Le choix du mandataire
L’article 22 de la loi du 10 juillet 1965 dispose : «Tout copropriétaire peut déléguer son droit de vote à un mandataire, que ce dernier soit ou non membre du syndicat». Le mandant est donc libre de son choix et il lui est possible de désigner une personne étrangère à la copropriété, son locataire par exemple. Cette liberté n’est cependant pas absolue mais les textes de manquer ici de clarté.
Ainsi, conformément au 4e alinéa de l’article 22, le syndic, son conjoint ou partenaire lié à lui par un PACS et ses préposés ne peuvent recevoir de mandat pour représenter un copropriétaire.
Et le 5è alinéa de poursuivre : «Les salariés du syndic, leurs conjoints ou partenaires liés par un pacte civil de solidarité et leurs ascendants ou descendants qui sont également copropriétaires de l'immeuble bâti ne peuvent pas porter de pouvoirs d'autres copropriétaires pour voter lors de l'assemblée générale». Les conjoints et partenaires auxquels il est fait référence sont-ils ceux des salariés du syndic ou du syndic lui-même ? L’hypothèse du conjoint du syndic étant déjà visée dans le 4e alinéa, il devrait s’agir donc de celui des employés. Or, dans ce cas, les ascendants et descendants auxquels il est fait référence sont également ceux des salariés de sorte que les enfants du syndic pourraient être mandatés par un copropriétaire… Ce qui est loin d’être l’intention du législateur… Par sécurité, on s’abstiendra de tout mandat à un membre de la famille du syndic.
Autre problème : pourquoi une distinction entre «préposés» et «salariés» ? C’est un amendement parlementaire issu de la loi ALUR qui est l’origine du 5e alinéa de l’article 22. Dans l’exposé des motifs, il est fait référence au gardien de la copropriété, le but étant d’étendre l’interdiction de porter des mandats à celui-ci. Or, le gardien est l’employé de la copropriété et non du syndic de sorte que l’interdiction ne peut le concerner, du moins en l’état actuel de la rédaction des textes.

La forme du mandat
Le mandat doit résulter d’un écrit (Cass. 3e civ., 19 juillet 1995) et être signé par le copropriétaire (CA Paris, 13 octobre 2010). Le mandat apparent est exclu, sauf cas bien particuliers (entre époux par exemple, CA Paris, 11 septembre 1992). Sinon, aucune mention n’est nécessaire dès lors que le mandant est clairement identifié. Pas même le fameux «bon pour pouvoir» (CA Paris, 27 mars 2003).
Le mandat n’est valable que pour une assemblée générale déterminée et non pour une assemblée postérieure, quand bien même aurait-elle le même objet, telles les assemblées de rattrapage convoquées en application de l’article 25-1 (CA Paris, 22 février 2007).

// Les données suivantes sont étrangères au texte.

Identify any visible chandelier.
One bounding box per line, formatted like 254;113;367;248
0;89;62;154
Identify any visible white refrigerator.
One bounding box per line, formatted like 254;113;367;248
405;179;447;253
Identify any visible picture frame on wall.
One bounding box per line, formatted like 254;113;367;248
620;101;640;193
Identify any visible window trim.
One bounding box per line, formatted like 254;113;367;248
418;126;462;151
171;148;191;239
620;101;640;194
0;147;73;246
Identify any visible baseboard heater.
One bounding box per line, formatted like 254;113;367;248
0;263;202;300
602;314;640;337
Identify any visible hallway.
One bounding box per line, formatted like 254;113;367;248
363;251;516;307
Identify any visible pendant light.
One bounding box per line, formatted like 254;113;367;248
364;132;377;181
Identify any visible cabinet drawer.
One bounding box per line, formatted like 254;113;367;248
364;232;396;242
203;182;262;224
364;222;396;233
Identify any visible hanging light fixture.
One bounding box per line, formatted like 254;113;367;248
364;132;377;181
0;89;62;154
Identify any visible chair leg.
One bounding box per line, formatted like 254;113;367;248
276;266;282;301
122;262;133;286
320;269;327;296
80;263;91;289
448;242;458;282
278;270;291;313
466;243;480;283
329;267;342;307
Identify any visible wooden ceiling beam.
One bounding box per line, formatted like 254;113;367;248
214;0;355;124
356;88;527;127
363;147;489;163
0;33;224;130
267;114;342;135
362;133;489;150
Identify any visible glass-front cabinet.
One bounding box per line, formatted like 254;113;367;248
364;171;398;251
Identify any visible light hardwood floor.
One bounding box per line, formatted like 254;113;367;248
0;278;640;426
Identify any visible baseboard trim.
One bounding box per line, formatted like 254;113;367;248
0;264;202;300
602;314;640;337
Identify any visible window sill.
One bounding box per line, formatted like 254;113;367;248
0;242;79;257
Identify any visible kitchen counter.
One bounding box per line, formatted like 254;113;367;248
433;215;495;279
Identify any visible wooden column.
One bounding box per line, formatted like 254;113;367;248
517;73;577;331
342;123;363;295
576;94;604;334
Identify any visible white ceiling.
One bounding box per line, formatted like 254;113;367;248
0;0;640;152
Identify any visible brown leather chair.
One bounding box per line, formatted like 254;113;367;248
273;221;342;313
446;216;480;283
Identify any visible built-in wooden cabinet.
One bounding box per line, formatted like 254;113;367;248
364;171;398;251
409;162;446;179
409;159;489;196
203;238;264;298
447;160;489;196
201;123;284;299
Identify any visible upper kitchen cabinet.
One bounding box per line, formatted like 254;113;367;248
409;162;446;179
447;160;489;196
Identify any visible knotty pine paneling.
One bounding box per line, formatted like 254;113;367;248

La question du mandat en blanc
Rien n’interdit de délivrer un pouvoir en blanc, c’est-à-dire sans indication du nom du mandataire, mais à la condition qu’il ne soit pas distribué par le syndic, ceci afin d’éviter qu’il puisse influencer l’issue des votes (Cass. 3e civ., 28 mars 1990).
Le mieux est alors de remettre les mandats en question à plusieurs membres du conseil syndical, lesquels procèderont ensuite à leur distribution.

La portée du mandat
Le mandat est un contrat qui lie le mandant à son mandataire et uniquement ces deux personnes. Ce dernier est libre de voter dans un sens ou dans un autre pour chaque résolution. En aucun cas le syndic n’a le pouvoir d'empêcher un mandataire d'émettre un vote contraire aux consignes exprimées dans un mandat. La Cour de cassation est claire : le caractère impératif du mandat est inopposable au syndicat des copropriétaires et seul doit être pris en compte le vote exprimé par le mandataire (Cass. 3e civ., 8 septembre 2016).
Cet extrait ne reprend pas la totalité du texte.